From: Rick Edgecombe <rick.p.edgecombe@intel.com>
To: bp@alien8.de, dave.hansen@intel.com, hpa@zytor.com,
kas@kernel.org, kvm@vger.kernel.org, linux-coco@lists.linux.dev,
linux-doc@vger.kernel.org, linux-kernel@vger.kernel.org,
mingo@redhat.com, nik.borisov@suse.com, pbonzini@redhat.com,
seanjc@google.com, tglx@kernel.org, vannapurve@google.com,
x86@kernel.org, chao.gao@intel.com, yan.y.zhao@intel.com,
kai.huang@intel.com
Cc: rick.p.edgecombe@intel.com,
"Kirill A. Shutemov" <kirill.shutemov@linux.intel.com>
Subject: [PATCH v6 03/11] x86/virt/tdx: Add tdx_alloc/free_control_page() helpers
Date: Mon, 25 May 2026 19:35:07 -0700 [thread overview]
Message-ID: <20260526023515.288829-4-rick.p.edgecombe@intel.com> (raw)
In-Reply-To: <20260526023515.288829-1-rick.p.edgecombe@intel.com>
From: "Kirill A. Shutemov" <kirill.shutemov@linux.intel.com>
Add helpers to use when allocating or preparing pages that are handed to
the TDX-Module for use as control/S-EPT pages, and thus need Dynamic PAMT
adjustments.
The TDX module tracks some state for each page of physical memory that it
might use. It calls this state the PAMT. It includes separate state for
each page size a physical page could be utilized at within the TDX module
(1GB, 2MB, 4KB). In Dynamic PAMT, only the 4KB page size state is
allocated dynamically. So for pages that TDX will use as 2MB physically
contiguous pages, Dynamic PAMT backing is not needed.
KVM will need to hand pages to the TDX module that it will use at 4KB
granularity. So these pages will need Dynamic PAMT backing added before
they are used by the TDX module, and removed afterwards.
Add tdx_alloc_control_page() and tdx_free_control_page() to handle both
page allocation and Dynamic PAMT installation. Make them behave like
normal alloc/free functions where allocation can fail in the case of no
memory, but free (with any necessary Dynamic PAMT release) always
succeeds. Do this so they can support the existing TDX flows that require
teardowns to succeed.
Also create tdx_pamt_get/put() to handle installing Dynamic PAMT 4KB
backing for pages that are already allocated (such as KVM's use of S-EPT
page tables or guest private memory).

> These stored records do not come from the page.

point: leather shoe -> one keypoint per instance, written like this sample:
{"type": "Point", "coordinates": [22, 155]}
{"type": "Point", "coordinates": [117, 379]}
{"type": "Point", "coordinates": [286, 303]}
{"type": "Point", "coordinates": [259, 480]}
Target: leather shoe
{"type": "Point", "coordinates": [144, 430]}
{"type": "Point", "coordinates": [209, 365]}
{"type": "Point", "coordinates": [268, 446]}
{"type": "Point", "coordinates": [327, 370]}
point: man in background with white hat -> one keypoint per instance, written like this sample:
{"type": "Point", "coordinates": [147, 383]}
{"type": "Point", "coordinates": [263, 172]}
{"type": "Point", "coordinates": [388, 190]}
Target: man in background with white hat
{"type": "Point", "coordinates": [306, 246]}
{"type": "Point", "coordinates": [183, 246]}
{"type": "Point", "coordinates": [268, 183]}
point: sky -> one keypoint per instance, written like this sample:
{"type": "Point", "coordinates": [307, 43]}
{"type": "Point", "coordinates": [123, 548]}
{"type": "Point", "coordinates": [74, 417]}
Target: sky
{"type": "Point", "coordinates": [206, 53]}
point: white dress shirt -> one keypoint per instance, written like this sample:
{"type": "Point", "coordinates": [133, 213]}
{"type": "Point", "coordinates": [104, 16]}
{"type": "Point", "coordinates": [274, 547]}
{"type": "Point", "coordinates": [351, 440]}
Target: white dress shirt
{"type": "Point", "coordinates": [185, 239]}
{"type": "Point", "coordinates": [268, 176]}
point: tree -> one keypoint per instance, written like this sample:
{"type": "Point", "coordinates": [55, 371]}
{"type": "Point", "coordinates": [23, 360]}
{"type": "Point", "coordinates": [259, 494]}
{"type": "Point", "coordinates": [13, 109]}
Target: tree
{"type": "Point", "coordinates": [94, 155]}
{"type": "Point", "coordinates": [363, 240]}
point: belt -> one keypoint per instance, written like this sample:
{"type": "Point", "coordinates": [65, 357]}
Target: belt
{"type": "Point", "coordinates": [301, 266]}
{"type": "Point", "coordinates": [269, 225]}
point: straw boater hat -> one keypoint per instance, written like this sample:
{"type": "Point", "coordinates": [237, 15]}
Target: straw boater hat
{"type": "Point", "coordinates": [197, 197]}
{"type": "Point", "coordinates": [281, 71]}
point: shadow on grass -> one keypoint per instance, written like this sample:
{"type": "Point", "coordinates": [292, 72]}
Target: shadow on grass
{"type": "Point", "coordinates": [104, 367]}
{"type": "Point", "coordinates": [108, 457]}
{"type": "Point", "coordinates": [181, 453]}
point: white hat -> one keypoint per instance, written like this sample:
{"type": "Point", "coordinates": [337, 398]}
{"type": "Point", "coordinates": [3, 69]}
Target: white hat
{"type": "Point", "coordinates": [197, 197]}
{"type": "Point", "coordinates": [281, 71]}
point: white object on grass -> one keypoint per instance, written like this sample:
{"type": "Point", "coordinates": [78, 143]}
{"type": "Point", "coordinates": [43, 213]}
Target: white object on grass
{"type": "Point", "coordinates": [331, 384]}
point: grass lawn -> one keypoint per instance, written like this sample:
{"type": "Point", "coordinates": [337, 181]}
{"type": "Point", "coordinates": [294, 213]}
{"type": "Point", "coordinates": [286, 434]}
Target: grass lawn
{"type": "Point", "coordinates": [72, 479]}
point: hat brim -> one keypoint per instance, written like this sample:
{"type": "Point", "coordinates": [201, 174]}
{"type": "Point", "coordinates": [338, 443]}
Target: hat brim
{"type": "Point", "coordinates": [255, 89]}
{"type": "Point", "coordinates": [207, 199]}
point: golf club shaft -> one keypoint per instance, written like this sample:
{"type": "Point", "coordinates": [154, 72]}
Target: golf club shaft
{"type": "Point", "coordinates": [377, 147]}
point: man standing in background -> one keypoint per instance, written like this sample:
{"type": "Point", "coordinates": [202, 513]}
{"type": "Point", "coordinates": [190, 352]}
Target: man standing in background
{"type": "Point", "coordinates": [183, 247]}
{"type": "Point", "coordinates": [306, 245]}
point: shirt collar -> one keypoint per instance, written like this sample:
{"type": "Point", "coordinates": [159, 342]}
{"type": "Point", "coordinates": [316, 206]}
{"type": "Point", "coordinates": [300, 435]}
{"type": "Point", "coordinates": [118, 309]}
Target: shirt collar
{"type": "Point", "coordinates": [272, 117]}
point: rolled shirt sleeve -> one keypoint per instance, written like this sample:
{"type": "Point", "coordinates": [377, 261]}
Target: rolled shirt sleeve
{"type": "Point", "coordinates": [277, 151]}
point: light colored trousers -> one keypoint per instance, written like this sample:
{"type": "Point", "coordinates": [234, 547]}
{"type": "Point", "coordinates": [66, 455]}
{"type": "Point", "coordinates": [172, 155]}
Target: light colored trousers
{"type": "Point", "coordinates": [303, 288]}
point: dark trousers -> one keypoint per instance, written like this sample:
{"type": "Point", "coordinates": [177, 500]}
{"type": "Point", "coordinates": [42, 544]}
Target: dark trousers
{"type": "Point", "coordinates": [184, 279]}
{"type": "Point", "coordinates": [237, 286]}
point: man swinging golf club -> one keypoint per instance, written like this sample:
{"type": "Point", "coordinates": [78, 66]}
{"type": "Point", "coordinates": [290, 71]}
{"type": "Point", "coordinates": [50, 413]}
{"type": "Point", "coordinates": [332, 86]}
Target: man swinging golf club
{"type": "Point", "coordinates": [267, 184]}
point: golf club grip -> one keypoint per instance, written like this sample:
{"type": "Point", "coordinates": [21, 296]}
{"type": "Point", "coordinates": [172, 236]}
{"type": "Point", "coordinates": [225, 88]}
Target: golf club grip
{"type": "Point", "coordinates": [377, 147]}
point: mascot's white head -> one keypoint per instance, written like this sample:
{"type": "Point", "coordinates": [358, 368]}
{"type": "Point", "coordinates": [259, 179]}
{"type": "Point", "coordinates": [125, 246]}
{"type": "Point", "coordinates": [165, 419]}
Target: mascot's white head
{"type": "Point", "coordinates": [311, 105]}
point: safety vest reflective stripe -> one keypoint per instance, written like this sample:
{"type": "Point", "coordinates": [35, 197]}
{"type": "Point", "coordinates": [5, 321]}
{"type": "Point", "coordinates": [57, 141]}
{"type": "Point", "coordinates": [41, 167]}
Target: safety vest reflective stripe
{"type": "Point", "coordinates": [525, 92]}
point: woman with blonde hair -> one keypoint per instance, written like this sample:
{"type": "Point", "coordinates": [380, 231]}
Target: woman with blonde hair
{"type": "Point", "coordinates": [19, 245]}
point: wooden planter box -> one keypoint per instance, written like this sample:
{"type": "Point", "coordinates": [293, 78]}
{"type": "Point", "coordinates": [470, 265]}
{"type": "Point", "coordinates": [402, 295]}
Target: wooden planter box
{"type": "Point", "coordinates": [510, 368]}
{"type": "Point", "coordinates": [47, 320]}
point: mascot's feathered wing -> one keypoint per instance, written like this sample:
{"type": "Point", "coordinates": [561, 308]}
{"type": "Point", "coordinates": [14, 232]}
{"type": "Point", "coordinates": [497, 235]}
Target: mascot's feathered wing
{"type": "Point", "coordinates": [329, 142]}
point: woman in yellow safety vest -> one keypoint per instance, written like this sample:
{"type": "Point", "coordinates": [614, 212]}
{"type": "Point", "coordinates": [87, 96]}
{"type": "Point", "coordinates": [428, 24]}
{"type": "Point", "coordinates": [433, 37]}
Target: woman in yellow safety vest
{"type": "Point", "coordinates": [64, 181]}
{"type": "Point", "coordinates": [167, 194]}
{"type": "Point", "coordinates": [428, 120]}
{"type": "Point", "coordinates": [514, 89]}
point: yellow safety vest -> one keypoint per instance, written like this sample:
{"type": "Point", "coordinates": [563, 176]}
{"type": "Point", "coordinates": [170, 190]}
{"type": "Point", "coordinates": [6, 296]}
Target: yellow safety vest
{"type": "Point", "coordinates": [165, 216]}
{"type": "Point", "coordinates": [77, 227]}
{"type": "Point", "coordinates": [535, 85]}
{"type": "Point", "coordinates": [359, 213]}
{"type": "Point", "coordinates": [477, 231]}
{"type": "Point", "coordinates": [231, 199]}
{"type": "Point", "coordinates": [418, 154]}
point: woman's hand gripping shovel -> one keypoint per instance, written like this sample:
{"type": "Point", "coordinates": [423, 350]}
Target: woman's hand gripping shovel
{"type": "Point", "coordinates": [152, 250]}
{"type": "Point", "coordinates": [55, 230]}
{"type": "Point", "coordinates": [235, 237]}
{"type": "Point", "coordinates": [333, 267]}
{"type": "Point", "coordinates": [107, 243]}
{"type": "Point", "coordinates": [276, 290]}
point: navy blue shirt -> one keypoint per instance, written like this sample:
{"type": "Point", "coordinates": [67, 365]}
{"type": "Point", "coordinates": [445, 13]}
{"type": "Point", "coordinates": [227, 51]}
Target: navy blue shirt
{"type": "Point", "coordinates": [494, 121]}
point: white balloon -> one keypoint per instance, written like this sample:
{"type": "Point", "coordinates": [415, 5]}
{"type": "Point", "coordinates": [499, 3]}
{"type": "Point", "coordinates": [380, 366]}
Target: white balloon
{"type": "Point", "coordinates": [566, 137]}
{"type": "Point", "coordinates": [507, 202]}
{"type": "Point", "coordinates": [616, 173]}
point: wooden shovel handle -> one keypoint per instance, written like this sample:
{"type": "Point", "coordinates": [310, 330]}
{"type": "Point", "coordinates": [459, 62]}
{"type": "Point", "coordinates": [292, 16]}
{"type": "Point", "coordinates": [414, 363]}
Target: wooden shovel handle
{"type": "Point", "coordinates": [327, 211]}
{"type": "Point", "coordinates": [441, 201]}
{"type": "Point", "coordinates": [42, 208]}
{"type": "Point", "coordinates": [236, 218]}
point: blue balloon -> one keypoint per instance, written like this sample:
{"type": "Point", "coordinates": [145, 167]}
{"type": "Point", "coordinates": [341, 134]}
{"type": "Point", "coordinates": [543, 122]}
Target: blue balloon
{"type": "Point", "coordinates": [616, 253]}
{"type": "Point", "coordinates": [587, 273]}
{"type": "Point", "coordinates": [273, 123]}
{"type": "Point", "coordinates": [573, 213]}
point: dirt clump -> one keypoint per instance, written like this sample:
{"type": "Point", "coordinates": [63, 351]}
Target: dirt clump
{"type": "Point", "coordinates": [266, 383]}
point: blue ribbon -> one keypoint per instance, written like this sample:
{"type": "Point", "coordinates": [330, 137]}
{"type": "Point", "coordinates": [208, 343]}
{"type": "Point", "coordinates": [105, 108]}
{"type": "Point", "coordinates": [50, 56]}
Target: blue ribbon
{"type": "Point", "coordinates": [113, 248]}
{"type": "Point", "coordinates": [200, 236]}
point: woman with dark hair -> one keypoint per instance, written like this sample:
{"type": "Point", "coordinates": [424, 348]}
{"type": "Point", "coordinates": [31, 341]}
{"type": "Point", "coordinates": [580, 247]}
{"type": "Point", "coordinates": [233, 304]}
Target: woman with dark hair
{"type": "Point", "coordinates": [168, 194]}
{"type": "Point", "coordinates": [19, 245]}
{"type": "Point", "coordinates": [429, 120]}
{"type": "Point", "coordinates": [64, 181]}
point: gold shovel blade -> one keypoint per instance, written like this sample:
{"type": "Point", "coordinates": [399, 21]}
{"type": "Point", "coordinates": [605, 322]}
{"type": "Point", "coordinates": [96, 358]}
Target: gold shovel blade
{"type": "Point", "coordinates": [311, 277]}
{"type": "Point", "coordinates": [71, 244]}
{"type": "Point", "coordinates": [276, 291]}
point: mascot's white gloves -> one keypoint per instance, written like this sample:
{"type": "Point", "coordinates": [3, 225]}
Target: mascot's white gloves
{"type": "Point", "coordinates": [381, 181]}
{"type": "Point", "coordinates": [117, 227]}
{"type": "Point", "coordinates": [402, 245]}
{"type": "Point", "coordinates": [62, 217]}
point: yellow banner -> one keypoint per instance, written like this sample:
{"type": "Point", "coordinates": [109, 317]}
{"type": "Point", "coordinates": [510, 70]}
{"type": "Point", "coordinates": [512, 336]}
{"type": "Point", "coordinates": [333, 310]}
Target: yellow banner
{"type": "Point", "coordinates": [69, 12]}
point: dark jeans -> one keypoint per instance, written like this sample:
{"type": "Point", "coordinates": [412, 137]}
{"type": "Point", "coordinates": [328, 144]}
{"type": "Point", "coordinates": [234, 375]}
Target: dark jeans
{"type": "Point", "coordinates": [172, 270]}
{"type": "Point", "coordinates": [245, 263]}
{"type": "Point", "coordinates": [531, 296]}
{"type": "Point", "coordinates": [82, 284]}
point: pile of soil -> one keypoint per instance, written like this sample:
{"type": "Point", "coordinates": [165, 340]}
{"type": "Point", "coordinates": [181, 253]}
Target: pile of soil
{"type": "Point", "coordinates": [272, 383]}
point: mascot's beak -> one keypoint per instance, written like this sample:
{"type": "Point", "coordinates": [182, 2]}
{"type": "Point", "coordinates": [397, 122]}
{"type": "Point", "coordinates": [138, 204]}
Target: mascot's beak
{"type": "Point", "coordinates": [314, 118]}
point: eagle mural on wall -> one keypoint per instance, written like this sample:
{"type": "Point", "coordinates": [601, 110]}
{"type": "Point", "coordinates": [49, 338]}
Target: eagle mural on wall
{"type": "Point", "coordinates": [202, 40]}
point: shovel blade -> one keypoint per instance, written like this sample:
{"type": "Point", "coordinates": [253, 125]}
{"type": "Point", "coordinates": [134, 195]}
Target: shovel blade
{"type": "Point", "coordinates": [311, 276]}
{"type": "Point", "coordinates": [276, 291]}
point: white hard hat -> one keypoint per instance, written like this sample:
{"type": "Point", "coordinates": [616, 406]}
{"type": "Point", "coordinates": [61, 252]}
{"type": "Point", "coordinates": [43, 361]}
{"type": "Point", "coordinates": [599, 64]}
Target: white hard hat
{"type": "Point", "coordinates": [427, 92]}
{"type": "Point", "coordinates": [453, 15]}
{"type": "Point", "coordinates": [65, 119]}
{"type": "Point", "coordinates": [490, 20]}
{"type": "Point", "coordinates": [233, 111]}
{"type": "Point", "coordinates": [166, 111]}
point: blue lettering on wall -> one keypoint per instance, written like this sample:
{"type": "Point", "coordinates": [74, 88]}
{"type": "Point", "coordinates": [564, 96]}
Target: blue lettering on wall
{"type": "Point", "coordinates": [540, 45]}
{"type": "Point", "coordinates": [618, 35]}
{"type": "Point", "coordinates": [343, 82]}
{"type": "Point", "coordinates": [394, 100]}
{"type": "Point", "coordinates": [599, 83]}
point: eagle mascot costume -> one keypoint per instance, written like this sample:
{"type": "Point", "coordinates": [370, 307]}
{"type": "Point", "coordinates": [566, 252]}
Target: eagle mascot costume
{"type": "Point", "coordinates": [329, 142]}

Have them take a pfn instead of a
struct page, as future changes will want to use these helpers for guest
pages which are tracked by PFN.
Don't CLFLUSH the Dynamic PAMT pages handed to the TDX module, as is done
for some other SEAMCALLs, as the TDX docs specify that this is only
needed on "TD private memory or TD control structure page".
Since these allocations will be easily user triggerable, account the
memory.
Leave logic to handle concurrency issues for future changes.
Assisted-by: GitHub Copilot:claude-opus-4-6 Claude:claude-opus-4-7 Sashiko:claude-opus-4-6
Signed-off-by: Kirill A. Shutemov <kirill.shutemov@linux.intel.com>
Co-developed-by: Sean Christopherson <seanjc@google.com>
Signed-off-by: Sean Christopherson <seanjc@google.com>
Co-developed-by: Rick Edgecombe <rick.p.edgecombe@intel.com>
Signed-off-by: Rick Edgecombe <rick.p.edgecombe@intel.com>
---
v6:
The major change was to split out the concurrency stuff into a future
patch. It makes it easier to explain in the log. This one is the basic
functionality. Then the simple version of the concurrency and why in the
next patch. Also, to get rid of the dynamically sized DPAMT backing
support which was not based on a formal spec.
Details:
- Split out concurrency stuff into next patch because the log was too long
- Switch to fixed size pamt page arrays (Nikolay)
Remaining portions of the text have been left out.